I haven't been to Pakistan for some time. But I've always thought there are profound differences. One: India is a stable democracy; Pakistan is a state dominated by the Army. Whatever the nature of the democratic government in power there, the Army is behind the government. Pakistan is a theocratic state; India is not - and I hope it never will be. That's another difference.
And if you look at Pakistan - whether in the east or the west - backward is not the right word: it is less governed, less modernised. It was on the fringes of India rather than in the mainstream of India. So the impact and the institutions that developed in mainstream India were not firmly entrenched in parts of Pakistan. If you look at West Pakistan - Balochistan, North West Frontier Province, etc -they were very thinly governed by the British. And Bangladesh was basically a sort of garden for Calcutta: the agricultural produce - jute, in particular - came from there. But all the industrialisation took place in Calcutta.
So India is entering its 70th year. What do you perceive is its biggest challenge in the next 70 years?
I do believe that one of the biggest challenges for India is to improve the quality of its governance. The institutions of this country must be revived, reformed and given the autonomy they require to protect them from political interference. And a real effort must be made to revive the esprit de corps for institutions because that is all part of the autonomy. If a collector, for example, is asked to sign some document that he knows is false, then by virtue of esprit de corps, he can go to his superior and make sure he is protected from the consequences of not signing it. I have been told by several IAS officers that if you go to the chief secretary and tell him you are under pressure, most likely he will shrug his shoulders. And many IAS officers refuse to sign these documents. Many of them get transferred. So esprit de corps is very important.

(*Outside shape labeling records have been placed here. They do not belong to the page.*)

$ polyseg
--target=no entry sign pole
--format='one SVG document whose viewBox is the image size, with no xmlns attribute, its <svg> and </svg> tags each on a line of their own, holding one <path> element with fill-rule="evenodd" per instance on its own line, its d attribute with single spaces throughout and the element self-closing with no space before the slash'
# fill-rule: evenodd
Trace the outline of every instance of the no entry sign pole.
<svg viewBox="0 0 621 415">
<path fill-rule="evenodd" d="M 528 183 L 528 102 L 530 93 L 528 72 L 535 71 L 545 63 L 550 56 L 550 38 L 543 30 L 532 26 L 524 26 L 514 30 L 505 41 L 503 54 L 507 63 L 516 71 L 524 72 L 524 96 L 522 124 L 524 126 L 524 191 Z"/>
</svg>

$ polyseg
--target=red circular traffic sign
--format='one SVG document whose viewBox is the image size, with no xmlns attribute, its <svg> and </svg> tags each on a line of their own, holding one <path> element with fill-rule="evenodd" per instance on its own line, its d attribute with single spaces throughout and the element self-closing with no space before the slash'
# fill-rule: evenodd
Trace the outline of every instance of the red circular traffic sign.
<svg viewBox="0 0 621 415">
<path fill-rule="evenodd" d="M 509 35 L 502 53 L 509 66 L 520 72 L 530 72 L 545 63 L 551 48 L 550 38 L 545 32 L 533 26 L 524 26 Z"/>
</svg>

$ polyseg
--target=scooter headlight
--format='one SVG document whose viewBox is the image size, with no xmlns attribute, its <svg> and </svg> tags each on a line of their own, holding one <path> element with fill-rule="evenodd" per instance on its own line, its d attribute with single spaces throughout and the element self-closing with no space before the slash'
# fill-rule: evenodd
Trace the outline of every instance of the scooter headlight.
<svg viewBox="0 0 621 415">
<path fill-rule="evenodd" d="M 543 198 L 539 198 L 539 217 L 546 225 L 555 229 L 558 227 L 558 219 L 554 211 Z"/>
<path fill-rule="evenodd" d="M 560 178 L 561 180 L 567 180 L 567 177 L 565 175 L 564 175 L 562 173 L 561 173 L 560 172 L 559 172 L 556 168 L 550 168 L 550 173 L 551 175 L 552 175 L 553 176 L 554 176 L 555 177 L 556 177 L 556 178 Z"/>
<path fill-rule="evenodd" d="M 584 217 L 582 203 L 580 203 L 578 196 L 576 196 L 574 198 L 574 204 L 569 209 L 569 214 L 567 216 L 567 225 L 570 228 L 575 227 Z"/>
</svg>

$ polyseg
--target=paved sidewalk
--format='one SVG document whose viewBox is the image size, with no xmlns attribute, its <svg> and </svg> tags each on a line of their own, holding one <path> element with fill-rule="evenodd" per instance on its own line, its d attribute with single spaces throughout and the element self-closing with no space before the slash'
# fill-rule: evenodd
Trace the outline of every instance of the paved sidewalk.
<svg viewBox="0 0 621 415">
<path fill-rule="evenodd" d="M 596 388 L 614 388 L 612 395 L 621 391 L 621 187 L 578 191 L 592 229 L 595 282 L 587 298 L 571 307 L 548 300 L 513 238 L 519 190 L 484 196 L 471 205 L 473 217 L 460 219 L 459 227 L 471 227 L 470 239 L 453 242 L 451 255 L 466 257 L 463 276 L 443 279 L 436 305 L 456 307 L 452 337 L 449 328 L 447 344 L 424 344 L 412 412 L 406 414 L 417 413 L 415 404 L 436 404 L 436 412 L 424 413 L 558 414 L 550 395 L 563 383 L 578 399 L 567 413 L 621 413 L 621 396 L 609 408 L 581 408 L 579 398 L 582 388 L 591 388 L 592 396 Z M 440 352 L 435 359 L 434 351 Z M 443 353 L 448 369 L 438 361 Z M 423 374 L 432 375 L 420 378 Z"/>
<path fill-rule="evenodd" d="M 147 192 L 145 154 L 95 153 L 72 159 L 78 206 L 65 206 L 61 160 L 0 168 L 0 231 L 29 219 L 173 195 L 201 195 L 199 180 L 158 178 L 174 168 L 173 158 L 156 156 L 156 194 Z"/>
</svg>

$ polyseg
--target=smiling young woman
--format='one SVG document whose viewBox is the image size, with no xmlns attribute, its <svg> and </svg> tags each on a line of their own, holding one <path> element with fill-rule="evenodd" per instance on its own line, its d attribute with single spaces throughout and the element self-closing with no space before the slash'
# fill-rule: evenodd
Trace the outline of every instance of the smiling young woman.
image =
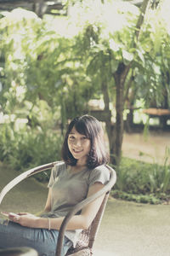
<svg viewBox="0 0 170 256">
<path fill-rule="evenodd" d="M 109 181 L 104 131 L 94 117 L 83 115 L 70 123 L 62 159 L 52 169 L 44 212 L 39 217 L 26 212 L 9 214 L 8 224 L 0 224 L 0 248 L 31 247 L 40 256 L 55 255 L 59 229 L 65 216 Z M 62 256 L 76 245 L 81 230 L 91 224 L 103 198 L 100 196 L 70 219 Z"/>
</svg>

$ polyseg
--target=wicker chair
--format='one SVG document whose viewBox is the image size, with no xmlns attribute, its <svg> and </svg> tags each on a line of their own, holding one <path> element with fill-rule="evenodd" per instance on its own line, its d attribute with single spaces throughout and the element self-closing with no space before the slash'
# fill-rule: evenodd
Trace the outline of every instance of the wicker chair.
<svg viewBox="0 0 170 256">
<path fill-rule="evenodd" d="M 31 170 L 28 170 L 15 178 L 14 178 L 11 182 L 9 182 L 1 191 L 0 193 L 0 204 L 2 203 L 2 201 L 5 195 L 16 184 L 18 184 L 20 182 L 24 180 L 26 177 L 29 177 L 34 174 L 37 174 L 41 172 L 47 171 L 48 169 L 51 169 L 54 167 L 57 162 L 53 162 L 49 164 L 46 164 L 43 166 L 40 166 L 35 168 L 32 168 Z M 66 229 L 66 225 L 68 224 L 68 221 L 71 219 L 71 218 L 75 215 L 77 212 L 79 212 L 81 209 L 82 209 L 85 206 L 89 204 L 90 202 L 94 201 L 98 197 L 101 196 L 102 195 L 105 195 L 103 200 L 103 202 L 100 206 L 100 208 L 93 221 L 92 224 L 88 230 L 82 230 L 80 234 L 79 241 L 76 246 L 76 247 L 71 247 L 69 249 L 69 251 L 66 253 L 66 256 L 71 255 L 71 256 L 91 256 L 93 254 L 93 246 L 94 242 L 97 235 L 97 231 L 99 230 L 101 218 L 106 206 L 106 202 L 109 197 L 110 191 L 111 188 L 114 186 L 116 180 L 116 175 L 115 171 L 109 166 L 106 166 L 107 168 L 110 170 L 110 178 L 108 183 L 104 186 L 102 189 L 100 189 L 99 192 L 95 193 L 94 195 L 89 196 L 88 198 L 83 200 L 82 202 L 78 203 L 75 207 L 68 212 L 68 214 L 65 216 L 65 219 L 63 220 L 63 223 L 61 224 L 61 227 L 60 229 L 59 233 L 59 238 L 57 242 L 57 248 L 56 248 L 56 256 L 61 255 L 61 249 L 63 246 L 63 239 L 65 236 L 65 231 Z M 17 254 L 16 254 L 17 255 Z M 20 255 L 20 254 L 18 254 Z"/>
</svg>

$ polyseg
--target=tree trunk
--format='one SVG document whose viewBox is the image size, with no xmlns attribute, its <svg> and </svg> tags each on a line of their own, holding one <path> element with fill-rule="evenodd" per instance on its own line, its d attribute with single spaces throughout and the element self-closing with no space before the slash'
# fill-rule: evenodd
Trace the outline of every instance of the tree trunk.
<svg viewBox="0 0 170 256">
<path fill-rule="evenodd" d="M 141 14 L 139 17 L 136 25 L 136 40 L 133 39 L 133 48 L 136 47 L 136 41 L 139 40 L 141 26 L 144 22 L 144 15 L 145 14 L 148 4 L 150 0 L 144 0 L 141 6 Z M 123 110 L 124 110 L 124 96 L 125 96 L 125 82 L 128 72 L 131 68 L 132 63 L 125 66 L 123 62 L 121 62 L 117 70 L 113 73 L 113 77 L 116 83 L 116 122 L 114 130 L 114 147 L 113 147 L 113 158 L 111 163 L 114 165 L 119 165 L 122 156 L 122 145 L 123 138 Z"/>
<path fill-rule="evenodd" d="M 122 156 L 122 145 L 123 138 L 123 110 L 124 110 L 124 84 L 131 64 L 125 66 L 120 63 L 114 79 L 116 87 L 116 121 L 114 134 L 114 148 L 112 164 L 119 165 Z"/>
<path fill-rule="evenodd" d="M 108 86 L 106 82 L 102 82 L 101 90 L 104 96 L 105 102 L 105 111 L 107 113 L 107 118 L 105 120 L 105 129 L 108 137 L 109 148 L 110 148 L 110 162 L 113 162 L 113 150 L 114 150 L 114 126 L 111 123 L 111 113 L 110 110 L 109 103 L 110 103 L 110 96 L 108 91 Z"/>
</svg>

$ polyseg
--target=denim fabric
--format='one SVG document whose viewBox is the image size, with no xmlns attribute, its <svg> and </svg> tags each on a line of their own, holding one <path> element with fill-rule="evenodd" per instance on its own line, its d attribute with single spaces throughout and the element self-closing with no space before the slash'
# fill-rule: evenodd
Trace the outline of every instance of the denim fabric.
<svg viewBox="0 0 170 256">
<path fill-rule="evenodd" d="M 39 256 L 54 256 L 59 231 L 55 230 L 23 227 L 11 221 L 0 219 L 0 248 L 30 247 L 36 249 Z M 72 242 L 65 237 L 62 256 Z"/>
</svg>

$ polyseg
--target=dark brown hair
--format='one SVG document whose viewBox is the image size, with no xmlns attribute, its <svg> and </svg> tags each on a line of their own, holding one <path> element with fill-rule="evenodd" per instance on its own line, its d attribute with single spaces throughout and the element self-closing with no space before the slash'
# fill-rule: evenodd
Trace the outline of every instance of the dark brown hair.
<svg viewBox="0 0 170 256">
<path fill-rule="evenodd" d="M 68 148 L 68 137 L 73 127 L 90 140 L 91 149 L 87 160 L 88 167 L 92 169 L 106 164 L 109 160 L 109 154 L 105 145 L 103 128 L 96 118 L 88 114 L 75 118 L 68 126 L 61 151 L 62 159 L 65 164 L 76 166 L 77 161 Z"/>
</svg>

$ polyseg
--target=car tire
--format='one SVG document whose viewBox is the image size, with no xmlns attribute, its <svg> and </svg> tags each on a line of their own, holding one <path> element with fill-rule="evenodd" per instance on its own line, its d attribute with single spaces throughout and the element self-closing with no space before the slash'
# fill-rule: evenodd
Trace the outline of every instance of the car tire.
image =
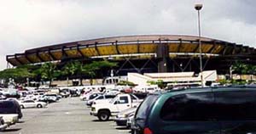
<svg viewBox="0 0 256 134">
<path fill-rule="evenodd" d="M 101 121 L 107 121 L 107 120 L 108 120 L 109 116 L 110 116 L 110 113 L 108 111 L 107 111 L 107 110 L 102 110 L 98 114 L 98 119 Z"/>
<path fill-rule="evenodd" d="M 38 104 L 37 107 L 38 108 L 43 108 L 42 104 Z"/>
</svg>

Second, I think it is really important to treasure the secular culture of this country. By this I don't mean the secularism of the Congress, for example. I mean allowing every religion to flourish in the country and doing one's utmost to give everyone the freedom to live their lives the way they want to live them. We are there, we are ahead of everyone else -look around you, there are women wearing the burqa, the hijab… but we must not endanger this by insisting on Hindu majoritarianism. And then India will be a shining example to the rest of the world.